This year, the Australasian College of Dermatologists (ACD) began a process to analyse the prevalence of bullying, discrimination, harassment and sexual harassment amongst the profession.
Whilst these behaviours had not previously been identified as a key area of concern for the ACD, anecdotal evidence, plus the experiences of other medical Colleges, raised the matter and indicated that the exploration of these issues were required.
In September 2015, a Taskforce, comprising the CEO, Fellows and a Trainee of the ACD, was convened by Associate Professor Chris Baker, President of the ACD, in order to examine these issues.
Earlier this year, the ACD engaged a third party provider (the same company that has been appointed by the College of Surgeons and several other medical Colleges), to conduct a survey to ascertain the prevalence of bullying, discrimination, harassment and sexual harassment amongst and affecting dermatologists and the profession.
Electronic surveys were sent to 652 active Fellows, trainees and IMG candidates via email. Of the 251 (38%) who opened the survey, 216 respondents (33%) took part in completing the survey. Of the total 216 responses received, 76 respondents (35.2%) stated that they had been subjected to bullying, discrimination, harassment or sexual harassment, as defined in the survey tool itself (please see the definitions below). The responses showed that these unwanted behaviours are prevalent within the profession and, in some cases, some individuals reported experiencing more than one of these.
The findings indicate that bullying represents the principal issue, however, discrimination, harassment or sexual harassment cannot be ignored as these behaviours also clearly occur, or have occurred previously (please see the definitions below). The frequency of occurrence suggests that these incidents are less likely to be isolated, one-off events, signifying that these patterns of behaviour do exist and are ongoing.
After references to generally ‘being bullied’, humiliation was the second most frequently observed theme of the bullying. The scope of discriminatory behaviour identified was ‘cultural or racial discrimination’, followed by ‘pregnancy or maternity biases’. The scope of harassment and sexual harassment behaviours was both ‘aggression and physical abuse’, and ‘sexual innuendo and propositioning’ of equal reported prevalence.
The Taskforce found that, depending on which behaviour was identified, 40-60% of these incidences occurred more than five years ago, however 25-40% occurred in the last two years. This indicates that, whilst these incidences may have occurred to our Fellows who are now more than 10 years out of the training program, there has also been an unwelcome persistence of these behaviours into the present day, albeit at lower levels, affecting mostly trainees and more recent Fellows.
When asked whether they took action or not, many identified the barriers to taking action. These included concerns: for the effect on their future career options; that they may become subject to victimisation; or that they may suffer reputational loss.
Overwhelmingly, females reported the highest incidences of experiencing one or more of the four types of behaviour (70.8%). Most events also occurred as a trainee, with 85% reporting that they experienced one of these behaviours during this time.
In relation to the role of the person who displayed the behaviour against an individual, males were identified as the predominant gender, displaying this behaviour (93.3% in discrimination, 80% in bullying, 95% in sexual harassment and 72.7% in harassment).
Department Heads and Clinical Supervisors were the main roles of people reported as perpetrating the behaviours, specifically, bullying, discrimination and harassment, however hospital staff, practice administration staff, nursing staff and others (clinicians and in some cases, patients) were also involved as perpetrators, inflicting behaviours including sexual harassment, demonstrating that challenges exist within the healthcare system and the wider society.

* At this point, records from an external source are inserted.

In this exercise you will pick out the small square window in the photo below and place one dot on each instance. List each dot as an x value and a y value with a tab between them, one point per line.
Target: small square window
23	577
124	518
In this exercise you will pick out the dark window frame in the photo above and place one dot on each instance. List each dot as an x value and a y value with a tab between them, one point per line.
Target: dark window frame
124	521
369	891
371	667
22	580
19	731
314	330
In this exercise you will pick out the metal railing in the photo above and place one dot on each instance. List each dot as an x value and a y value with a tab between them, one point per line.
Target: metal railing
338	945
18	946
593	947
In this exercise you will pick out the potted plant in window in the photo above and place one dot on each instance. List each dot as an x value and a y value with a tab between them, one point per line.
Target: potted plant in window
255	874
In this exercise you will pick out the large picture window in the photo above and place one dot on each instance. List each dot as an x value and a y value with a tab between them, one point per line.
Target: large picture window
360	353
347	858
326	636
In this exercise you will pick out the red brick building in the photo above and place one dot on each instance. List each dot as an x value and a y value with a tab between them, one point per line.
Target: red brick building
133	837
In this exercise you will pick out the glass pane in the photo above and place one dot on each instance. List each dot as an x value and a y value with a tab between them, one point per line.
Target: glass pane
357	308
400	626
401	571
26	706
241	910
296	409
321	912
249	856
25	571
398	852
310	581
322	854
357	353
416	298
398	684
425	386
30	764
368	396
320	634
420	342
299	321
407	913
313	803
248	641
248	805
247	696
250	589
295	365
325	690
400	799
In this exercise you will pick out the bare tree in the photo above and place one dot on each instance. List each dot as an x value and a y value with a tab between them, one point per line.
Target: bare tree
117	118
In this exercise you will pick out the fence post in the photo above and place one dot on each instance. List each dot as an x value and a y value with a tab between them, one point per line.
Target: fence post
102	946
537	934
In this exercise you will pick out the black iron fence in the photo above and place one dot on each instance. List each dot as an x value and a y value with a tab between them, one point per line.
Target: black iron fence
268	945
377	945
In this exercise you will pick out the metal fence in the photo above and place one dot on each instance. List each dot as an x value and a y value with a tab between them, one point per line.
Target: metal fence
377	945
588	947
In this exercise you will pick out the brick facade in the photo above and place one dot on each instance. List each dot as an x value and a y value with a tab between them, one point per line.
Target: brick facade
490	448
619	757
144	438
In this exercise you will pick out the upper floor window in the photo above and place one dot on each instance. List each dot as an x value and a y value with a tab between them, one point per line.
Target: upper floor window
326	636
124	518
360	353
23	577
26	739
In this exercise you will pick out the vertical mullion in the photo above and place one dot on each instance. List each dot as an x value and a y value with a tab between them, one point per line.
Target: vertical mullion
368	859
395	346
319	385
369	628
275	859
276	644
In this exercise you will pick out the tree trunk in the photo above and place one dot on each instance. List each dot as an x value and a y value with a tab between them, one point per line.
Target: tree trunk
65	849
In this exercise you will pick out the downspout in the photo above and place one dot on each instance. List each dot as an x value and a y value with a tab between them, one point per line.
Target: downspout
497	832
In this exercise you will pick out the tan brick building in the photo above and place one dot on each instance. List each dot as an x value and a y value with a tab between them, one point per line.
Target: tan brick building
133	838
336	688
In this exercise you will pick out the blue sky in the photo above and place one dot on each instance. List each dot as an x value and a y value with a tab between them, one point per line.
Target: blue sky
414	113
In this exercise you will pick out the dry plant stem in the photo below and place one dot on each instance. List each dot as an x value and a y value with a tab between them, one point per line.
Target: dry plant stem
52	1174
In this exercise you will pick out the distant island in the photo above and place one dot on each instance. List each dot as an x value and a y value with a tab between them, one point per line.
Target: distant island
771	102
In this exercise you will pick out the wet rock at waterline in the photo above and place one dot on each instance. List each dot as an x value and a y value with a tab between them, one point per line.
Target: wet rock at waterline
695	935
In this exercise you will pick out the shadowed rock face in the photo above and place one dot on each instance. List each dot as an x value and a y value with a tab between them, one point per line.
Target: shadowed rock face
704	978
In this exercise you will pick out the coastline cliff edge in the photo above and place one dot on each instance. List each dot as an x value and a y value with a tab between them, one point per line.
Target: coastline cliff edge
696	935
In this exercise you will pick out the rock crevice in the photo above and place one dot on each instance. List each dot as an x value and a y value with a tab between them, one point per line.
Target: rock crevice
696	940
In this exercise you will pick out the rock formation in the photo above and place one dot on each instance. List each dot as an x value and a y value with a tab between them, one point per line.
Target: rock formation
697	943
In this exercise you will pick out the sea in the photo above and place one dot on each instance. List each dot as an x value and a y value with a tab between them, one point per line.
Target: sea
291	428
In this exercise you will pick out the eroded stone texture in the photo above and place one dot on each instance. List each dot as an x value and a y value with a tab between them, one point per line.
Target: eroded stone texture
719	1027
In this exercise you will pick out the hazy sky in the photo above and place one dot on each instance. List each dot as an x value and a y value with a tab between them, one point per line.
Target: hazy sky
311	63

The findings reflect themes, which are similar to those reported by other professions and in other countries. Some results indicate that specific focus is required within dermatology as a profession. Whilst numbers are small and lower by comparison with other Colleges, they are unacceptable at the levels reported, indeed at any level, and cannot and will not be tolerated. A previous attitude of tolerance of these behaviours needs to change. There have been societal shifts in expectations leading to changes of standards and changes to legislation reflecting this. The ACD will provide learning resources so that it is very clear on what the full scope of inappropriate behaviours are, and how to correct them. It is of paramount importance to the ACD that the prevalence of these behaviours diminish and become non-existent. This is a whole-of-profession cultural issue to discuss and become familiar with.
The ACD recognises that training in a workplace, where there are abundant pressures to clear waiting lists and see large patient loads, present major challenges for trainees, supervisors and department heads alike. The ACD will embark on communication skills and supervision skills training. There are simple techniques and, for more sensitive conversations, well-practiced methods that can take time to learn. The ACD supports the various State health systems as employers of our trainees and many of our Fellows, and is committed to use its sphere of influence to make a difference.
The ACD will continue to provide support to those experiencing any of the unwanted behaviours and work to improve its complaints handling processes. It is of the utmost importance that any issues regarding bullying, discrimination, harassment and sexual harassment do not remain hidden and are resolved. The ACD views discrimination, bullying, harassment and sexual harassment in the workplace and in the ACD as completely unacceptable.